“Breaches are inevitable”: Illumio channel chiefs on changing mindsets around cyber breaches

Todd Palmer and Tim Fulton at Illumio speak to CRN Australia about how leaders need to rethink their stance on cybersecurity.

Image:
Todd Palmer, SVP global partner sales; and Tim Fulton, APAC director of channels, Illumio.

As the cyber landscape changes daily, companies need to change their mindset around cyber breaches.

Speaking to CRN Australia, Todd Palmer, SVP global partner sales and alliances at Illumio said, “Regulatory requirements aside, companies need to start changing their mindset, from a breach is bad, to breaches are inevitable. We need to focus on resilience.

“You're going to have a breach. How do you make sure that you can contain it, and it's not catastrophic. That's a mindset change.”

Illumio is a cybersecurity vendor that focuses on breach containment, zero trust security, and micro segmentation solutions for cloud and data centre environments.

Palmer said those executives spending money on preventative-based technologies need a mindset shift.

"They have to have a mindset change on it's going to happen. What do I do once it happens? To make sure that it doesn't do any harm to my organisation, that's a big shift, cultural shift within most of the customers that we do business with,” he said.
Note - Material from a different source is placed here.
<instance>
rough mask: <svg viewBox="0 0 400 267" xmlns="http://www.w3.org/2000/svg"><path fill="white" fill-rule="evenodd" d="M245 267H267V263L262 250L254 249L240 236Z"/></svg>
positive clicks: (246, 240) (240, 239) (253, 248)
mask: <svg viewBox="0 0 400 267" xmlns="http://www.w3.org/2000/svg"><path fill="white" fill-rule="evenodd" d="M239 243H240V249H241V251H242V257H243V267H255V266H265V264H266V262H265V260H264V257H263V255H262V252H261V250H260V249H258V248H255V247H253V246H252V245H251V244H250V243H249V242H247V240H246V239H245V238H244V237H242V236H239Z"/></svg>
Tim Fulton, APAC director of channels, Illumio noted that organisations are beginning to do things differently around creating cyber resilience.

“I think for a long time there's been an undercurrent of innovation, but not a sort of step change in the way that people start thinking about how they can apply the technology,” he said.

“We're now at one of those transition points where those organisations that embrace that change and get ahead of that curve will really benefit from it.

"The cost of building those big firewalls, compared to going let's take a step back and think about doing this in a slightly different way. I think those organisations are going to really benefit from that.”

Fulton added that those partners who are willing to go against the grain and think about things in a different way will benefit.

“Maybe [AI] is the oil to start greasing the wheels to make this, make this happen, because organisations realise that they need to do things differently, otherwise they're not going to keep up,” he said.

Education

In terms of educating their partners around their product and the cybersecurity market, Palmer explained that some partners understand cyber and others aren’t there yet.

"We had a meeting where the company's been pushing promoting segmentation for 10 years,” he said.

“Then ones that they might have a large, established security practice, they do a ton of business with the endpoint security providers, the firewall providers and the cloud security providers, but segmentation hadn't been a part of it, they know now it needs to be.

“A lot of the questions are, ‘I know how important it is, help train my teams on how to where it fits, and how do I push, promote this and help my customers with it’. There's very few security integrators that aren't investing in building out a segmentation expertise now,” he added.